Anyhow, I finally saw this film. The only thing I can compare my reaction to is when I went to Starbucks and ordered their Salted Caramel Hot Chocolate, and they told me that they ran out of salt. I ordered it anyway and it tasted average. It was not the mind-blowing delicious flavor that I was accustomed to. Thus, TCCOBB was NOT the delicious Fincher flavor that I was accustomed to, and I can't help but wonder why the fuck this movie got so many Oscar nods. I mean, shitty movies have been nominated in the past, but this one really floors me. Aside from the well-known fact that this nearly three-hour opus is an excellent cure for insomnia, there's nothing at all special about this film. It has a neat plot, but the title character is such an uninteresting bore that the film just falls to pieces. You can't have a character study with a main character that is impossible to either like or hate. I mean, I truly don't understand how the viewer could possibly LIKE Benjamin. He doesn't do anything of note; he just reacts to what's going on around him. At least Forest Gump was a likeable idiot. Benjamin is just some borderline retarded old man for half the film, then turns into an uninteresting middle aged man, then turns into a teen, and during all these years of his life he doesn't actually DO anything which would make the viewer care about him.


Others have pointed this out before, but I'll repeat that the film's structure is also a little too close to Forest Gump for comfort.
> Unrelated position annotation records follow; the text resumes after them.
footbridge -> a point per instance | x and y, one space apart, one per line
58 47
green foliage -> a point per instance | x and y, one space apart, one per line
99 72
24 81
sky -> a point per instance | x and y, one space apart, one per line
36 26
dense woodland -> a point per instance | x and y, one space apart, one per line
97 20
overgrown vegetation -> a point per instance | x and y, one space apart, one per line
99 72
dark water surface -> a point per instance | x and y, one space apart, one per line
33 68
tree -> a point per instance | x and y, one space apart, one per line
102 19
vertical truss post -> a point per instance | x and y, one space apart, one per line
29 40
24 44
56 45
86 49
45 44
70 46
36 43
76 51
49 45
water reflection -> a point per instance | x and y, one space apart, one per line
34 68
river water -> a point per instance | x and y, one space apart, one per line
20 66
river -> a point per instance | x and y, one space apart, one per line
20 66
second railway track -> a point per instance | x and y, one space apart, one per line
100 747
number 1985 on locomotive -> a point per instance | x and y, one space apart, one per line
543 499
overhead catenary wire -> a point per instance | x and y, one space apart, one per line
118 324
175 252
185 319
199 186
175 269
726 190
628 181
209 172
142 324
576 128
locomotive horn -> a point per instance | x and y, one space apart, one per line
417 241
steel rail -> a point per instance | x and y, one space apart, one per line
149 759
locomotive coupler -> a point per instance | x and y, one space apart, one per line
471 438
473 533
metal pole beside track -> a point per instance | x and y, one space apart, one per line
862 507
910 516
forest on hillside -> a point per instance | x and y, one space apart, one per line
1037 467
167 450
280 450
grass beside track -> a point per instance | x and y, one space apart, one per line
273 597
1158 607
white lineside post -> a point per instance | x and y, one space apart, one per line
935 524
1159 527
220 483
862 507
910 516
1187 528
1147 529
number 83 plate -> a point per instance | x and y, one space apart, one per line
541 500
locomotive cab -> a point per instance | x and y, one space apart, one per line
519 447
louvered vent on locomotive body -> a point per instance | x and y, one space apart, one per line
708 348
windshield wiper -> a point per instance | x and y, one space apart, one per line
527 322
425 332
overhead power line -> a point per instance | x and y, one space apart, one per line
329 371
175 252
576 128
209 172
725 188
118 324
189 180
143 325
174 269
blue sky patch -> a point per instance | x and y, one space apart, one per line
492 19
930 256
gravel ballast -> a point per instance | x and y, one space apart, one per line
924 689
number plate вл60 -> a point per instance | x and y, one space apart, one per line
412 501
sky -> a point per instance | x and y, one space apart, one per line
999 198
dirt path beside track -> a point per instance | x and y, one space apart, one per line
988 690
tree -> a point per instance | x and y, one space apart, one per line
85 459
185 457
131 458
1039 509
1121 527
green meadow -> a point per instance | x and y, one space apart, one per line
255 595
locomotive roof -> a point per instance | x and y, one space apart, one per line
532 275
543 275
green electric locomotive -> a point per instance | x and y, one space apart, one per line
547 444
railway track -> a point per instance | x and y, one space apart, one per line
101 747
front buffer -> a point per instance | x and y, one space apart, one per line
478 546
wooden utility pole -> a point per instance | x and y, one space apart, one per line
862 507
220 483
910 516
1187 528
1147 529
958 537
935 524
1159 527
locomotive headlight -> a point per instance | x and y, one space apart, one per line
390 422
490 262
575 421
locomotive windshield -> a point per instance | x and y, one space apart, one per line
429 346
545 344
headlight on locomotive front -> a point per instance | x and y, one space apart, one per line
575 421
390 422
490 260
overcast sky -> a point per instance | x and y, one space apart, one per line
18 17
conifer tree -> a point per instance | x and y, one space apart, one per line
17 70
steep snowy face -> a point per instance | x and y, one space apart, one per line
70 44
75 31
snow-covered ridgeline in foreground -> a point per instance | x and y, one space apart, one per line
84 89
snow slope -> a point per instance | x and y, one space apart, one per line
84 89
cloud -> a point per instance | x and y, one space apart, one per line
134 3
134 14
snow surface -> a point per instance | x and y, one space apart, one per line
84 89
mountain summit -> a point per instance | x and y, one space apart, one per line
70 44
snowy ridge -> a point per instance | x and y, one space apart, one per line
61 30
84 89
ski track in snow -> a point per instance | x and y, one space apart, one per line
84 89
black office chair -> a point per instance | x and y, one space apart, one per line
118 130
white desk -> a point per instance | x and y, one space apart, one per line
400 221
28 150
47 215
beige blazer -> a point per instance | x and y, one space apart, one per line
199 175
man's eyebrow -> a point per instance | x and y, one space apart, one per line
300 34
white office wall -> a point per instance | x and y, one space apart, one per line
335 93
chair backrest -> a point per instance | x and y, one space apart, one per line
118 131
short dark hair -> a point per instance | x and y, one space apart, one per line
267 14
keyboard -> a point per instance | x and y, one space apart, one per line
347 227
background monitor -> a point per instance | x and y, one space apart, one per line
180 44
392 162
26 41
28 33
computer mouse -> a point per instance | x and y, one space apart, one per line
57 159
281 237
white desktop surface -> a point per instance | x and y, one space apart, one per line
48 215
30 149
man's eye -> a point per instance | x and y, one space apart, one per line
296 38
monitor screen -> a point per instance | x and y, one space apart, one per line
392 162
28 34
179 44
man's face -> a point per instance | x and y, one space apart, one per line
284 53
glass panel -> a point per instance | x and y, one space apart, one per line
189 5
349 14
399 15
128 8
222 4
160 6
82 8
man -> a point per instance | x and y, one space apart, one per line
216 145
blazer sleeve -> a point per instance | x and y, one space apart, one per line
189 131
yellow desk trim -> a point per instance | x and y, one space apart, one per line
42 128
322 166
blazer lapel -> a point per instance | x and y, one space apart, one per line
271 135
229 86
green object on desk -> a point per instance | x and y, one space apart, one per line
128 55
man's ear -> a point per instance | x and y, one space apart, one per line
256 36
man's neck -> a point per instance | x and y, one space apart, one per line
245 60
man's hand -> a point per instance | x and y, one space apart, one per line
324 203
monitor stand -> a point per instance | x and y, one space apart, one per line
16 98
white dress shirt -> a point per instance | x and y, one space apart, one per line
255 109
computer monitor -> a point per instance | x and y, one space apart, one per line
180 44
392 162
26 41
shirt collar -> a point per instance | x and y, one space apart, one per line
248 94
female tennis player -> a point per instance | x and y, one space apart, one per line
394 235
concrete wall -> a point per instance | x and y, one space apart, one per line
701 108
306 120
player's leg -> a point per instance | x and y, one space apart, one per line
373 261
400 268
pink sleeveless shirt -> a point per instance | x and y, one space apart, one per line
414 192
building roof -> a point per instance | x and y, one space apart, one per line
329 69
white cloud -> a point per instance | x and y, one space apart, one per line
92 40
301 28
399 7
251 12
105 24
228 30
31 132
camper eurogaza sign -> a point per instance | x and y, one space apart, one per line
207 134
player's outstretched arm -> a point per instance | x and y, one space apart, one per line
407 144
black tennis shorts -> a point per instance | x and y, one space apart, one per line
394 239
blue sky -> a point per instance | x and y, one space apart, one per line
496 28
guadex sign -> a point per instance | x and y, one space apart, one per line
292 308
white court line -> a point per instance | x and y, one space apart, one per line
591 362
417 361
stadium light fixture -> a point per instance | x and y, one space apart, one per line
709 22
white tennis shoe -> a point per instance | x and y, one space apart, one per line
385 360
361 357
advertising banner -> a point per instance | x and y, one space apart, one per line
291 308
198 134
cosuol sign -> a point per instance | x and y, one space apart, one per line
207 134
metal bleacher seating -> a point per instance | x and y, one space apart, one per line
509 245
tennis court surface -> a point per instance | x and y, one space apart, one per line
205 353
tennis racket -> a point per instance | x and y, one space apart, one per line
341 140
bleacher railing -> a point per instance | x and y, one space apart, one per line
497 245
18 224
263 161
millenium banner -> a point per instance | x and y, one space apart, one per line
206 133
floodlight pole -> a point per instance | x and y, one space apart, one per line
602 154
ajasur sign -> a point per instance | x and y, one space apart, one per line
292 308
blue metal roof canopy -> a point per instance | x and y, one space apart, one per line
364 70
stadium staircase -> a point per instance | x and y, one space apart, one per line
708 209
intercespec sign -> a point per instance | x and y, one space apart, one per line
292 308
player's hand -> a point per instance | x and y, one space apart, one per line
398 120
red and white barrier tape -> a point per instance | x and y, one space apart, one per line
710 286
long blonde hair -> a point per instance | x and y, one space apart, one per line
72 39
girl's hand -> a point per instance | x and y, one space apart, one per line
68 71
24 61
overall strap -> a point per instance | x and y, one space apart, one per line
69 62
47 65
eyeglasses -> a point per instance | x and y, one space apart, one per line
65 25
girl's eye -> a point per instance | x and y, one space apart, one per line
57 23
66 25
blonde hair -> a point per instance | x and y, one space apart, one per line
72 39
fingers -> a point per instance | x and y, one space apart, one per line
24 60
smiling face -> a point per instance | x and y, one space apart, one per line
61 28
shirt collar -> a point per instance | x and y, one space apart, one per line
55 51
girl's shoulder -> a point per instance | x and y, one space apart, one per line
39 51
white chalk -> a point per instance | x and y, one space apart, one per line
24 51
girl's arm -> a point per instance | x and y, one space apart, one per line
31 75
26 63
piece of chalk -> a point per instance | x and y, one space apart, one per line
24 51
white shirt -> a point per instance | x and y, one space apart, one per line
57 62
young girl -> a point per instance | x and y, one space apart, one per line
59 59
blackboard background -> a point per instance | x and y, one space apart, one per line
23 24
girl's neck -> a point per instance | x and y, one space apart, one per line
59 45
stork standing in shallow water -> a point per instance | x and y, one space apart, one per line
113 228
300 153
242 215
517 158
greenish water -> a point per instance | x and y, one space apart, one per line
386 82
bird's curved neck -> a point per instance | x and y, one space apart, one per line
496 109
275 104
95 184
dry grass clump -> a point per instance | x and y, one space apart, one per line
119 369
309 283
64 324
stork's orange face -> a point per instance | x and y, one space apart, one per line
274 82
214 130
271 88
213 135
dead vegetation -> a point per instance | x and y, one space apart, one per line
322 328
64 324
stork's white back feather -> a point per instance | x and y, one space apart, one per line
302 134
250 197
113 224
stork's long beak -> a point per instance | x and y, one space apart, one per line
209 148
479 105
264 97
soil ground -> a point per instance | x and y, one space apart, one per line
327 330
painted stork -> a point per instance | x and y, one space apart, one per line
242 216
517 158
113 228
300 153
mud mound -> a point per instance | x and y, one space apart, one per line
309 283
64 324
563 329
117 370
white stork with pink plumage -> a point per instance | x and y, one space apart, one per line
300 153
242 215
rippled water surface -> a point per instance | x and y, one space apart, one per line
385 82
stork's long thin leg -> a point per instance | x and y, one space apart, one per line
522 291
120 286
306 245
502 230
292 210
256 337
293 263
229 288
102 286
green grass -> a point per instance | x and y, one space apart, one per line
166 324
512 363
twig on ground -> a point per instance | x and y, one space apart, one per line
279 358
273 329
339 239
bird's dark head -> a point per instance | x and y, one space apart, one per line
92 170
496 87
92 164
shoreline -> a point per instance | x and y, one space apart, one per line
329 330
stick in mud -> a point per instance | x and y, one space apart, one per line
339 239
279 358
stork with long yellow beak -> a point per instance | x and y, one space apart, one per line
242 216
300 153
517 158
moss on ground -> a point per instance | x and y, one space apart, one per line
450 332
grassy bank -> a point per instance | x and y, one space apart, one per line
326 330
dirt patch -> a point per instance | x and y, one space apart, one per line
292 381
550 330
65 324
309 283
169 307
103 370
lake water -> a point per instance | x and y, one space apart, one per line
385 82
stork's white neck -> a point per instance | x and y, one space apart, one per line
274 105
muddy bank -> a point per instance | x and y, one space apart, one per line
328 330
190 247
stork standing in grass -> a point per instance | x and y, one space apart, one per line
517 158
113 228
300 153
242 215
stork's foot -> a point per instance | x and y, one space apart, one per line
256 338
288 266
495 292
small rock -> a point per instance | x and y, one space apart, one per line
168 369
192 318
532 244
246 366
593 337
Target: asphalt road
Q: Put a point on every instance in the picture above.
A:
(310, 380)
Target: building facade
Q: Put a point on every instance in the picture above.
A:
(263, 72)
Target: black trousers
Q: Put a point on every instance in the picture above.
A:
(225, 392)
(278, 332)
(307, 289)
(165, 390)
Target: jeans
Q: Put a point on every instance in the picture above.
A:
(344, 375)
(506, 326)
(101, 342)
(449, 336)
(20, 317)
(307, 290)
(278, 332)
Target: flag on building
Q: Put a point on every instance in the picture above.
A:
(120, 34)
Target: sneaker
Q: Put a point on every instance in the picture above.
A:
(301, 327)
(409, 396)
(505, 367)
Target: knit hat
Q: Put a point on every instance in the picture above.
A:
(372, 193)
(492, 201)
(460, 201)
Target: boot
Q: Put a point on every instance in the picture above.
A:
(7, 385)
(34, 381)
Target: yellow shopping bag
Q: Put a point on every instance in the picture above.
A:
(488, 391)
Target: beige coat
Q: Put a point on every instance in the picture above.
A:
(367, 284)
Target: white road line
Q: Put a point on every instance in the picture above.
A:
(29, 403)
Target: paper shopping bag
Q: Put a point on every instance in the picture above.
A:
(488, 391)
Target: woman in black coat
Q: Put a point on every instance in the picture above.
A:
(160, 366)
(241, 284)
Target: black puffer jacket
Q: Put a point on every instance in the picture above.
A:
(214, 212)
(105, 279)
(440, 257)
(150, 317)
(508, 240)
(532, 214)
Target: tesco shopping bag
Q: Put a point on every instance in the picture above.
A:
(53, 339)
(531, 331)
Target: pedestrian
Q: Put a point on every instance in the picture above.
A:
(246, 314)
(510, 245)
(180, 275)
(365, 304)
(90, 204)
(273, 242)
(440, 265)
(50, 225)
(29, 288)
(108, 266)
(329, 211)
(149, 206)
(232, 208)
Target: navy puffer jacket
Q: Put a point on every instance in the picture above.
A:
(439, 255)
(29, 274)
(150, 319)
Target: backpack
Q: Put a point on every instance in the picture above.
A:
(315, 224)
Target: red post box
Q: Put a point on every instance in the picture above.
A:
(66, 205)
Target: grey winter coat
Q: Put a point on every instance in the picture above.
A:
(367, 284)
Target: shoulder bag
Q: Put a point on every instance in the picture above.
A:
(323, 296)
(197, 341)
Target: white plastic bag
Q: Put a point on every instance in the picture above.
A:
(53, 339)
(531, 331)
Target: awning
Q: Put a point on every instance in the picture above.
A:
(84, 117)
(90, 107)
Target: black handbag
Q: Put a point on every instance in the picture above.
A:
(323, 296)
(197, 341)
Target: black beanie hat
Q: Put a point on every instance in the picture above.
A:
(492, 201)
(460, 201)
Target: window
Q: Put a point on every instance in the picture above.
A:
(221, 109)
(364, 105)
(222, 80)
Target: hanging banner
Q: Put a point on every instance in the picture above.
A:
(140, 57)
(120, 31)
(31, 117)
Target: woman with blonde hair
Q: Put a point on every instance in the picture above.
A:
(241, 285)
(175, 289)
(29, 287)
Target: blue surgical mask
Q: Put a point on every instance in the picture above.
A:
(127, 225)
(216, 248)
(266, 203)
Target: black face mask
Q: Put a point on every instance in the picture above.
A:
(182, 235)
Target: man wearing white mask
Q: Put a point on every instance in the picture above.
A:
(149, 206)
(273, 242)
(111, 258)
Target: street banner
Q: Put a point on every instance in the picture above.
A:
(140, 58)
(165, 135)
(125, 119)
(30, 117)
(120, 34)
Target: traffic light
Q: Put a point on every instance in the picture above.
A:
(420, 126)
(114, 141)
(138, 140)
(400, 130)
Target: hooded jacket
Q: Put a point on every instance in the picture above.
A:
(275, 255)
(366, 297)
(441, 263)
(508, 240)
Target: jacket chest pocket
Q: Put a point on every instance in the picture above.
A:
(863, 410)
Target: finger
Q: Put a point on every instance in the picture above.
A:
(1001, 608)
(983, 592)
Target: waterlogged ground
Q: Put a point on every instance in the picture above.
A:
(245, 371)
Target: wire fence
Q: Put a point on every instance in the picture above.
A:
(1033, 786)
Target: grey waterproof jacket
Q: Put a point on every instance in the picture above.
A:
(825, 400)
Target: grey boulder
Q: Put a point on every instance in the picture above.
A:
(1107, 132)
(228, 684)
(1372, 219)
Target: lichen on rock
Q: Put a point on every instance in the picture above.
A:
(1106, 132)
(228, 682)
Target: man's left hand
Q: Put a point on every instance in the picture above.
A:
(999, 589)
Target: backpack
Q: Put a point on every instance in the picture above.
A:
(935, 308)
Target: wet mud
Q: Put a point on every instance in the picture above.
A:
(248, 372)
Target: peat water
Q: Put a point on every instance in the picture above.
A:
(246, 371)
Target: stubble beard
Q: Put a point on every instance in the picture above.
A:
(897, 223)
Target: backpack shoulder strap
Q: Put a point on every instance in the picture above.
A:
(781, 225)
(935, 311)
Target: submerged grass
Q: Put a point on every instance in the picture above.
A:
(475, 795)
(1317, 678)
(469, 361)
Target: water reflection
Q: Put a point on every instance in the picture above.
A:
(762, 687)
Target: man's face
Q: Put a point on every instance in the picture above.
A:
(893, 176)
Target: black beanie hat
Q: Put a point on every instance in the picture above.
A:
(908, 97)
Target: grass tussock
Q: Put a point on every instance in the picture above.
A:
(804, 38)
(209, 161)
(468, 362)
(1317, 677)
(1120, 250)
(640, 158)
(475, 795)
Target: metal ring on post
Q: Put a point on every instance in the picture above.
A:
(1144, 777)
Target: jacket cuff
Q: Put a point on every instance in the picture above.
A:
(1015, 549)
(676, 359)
That won't bother most people, so if the idea of a 2 1/2 hour Forest Gump with a reverse-aging freak and without the snappy tunes appeals to you, then you might like this film. I also disliked the audience-manipulating death of Benjamin. I know that it was unavoidable, but still, seeing a baby die is pretty damn manipulative, I don't care how plot-relevant it is.

One last complaint. The way the story is framed is completely unnecessary. The dying woman in the hospital stands as one of the most excruciatingly annoying characters I've had to deal with in a film, and this has to do solely with her voice. My girlfriend and I both cringed every time she opened her mouth and wheezed out more of her deathbed crap. These scenes could have been snipped out and the film would not have changed too much, except for the lame "Oh my goodness, Benjamin is my father!" revelation falling into the trash bin.

By the way, speaking of filler, I saw My Fair Lady and thought that it was OK, except for Eliza's father. That character could have been completely removed, and the film not only would have flowed better, but it would have been much shorter, too. I don't know why they gave a completely unnecessary character the longest songs. But I digress.

I have nothing else to say about this film, except that it is probably the worst film I've even seen get nominated for so many Oscars. I've heard that Crash is a real piece of shit, but I'll never know because I'm never going to watch it. Also, because the two best films that I saw last year weren't nominated for best picture, I'll once again avoid watching this annual orgy of back-patting and smirking. I don't know who's hosting, but I don't see how anyone can pump any kind of excitement into yet another uninspired collection of films. Ah well. Perhaps next year.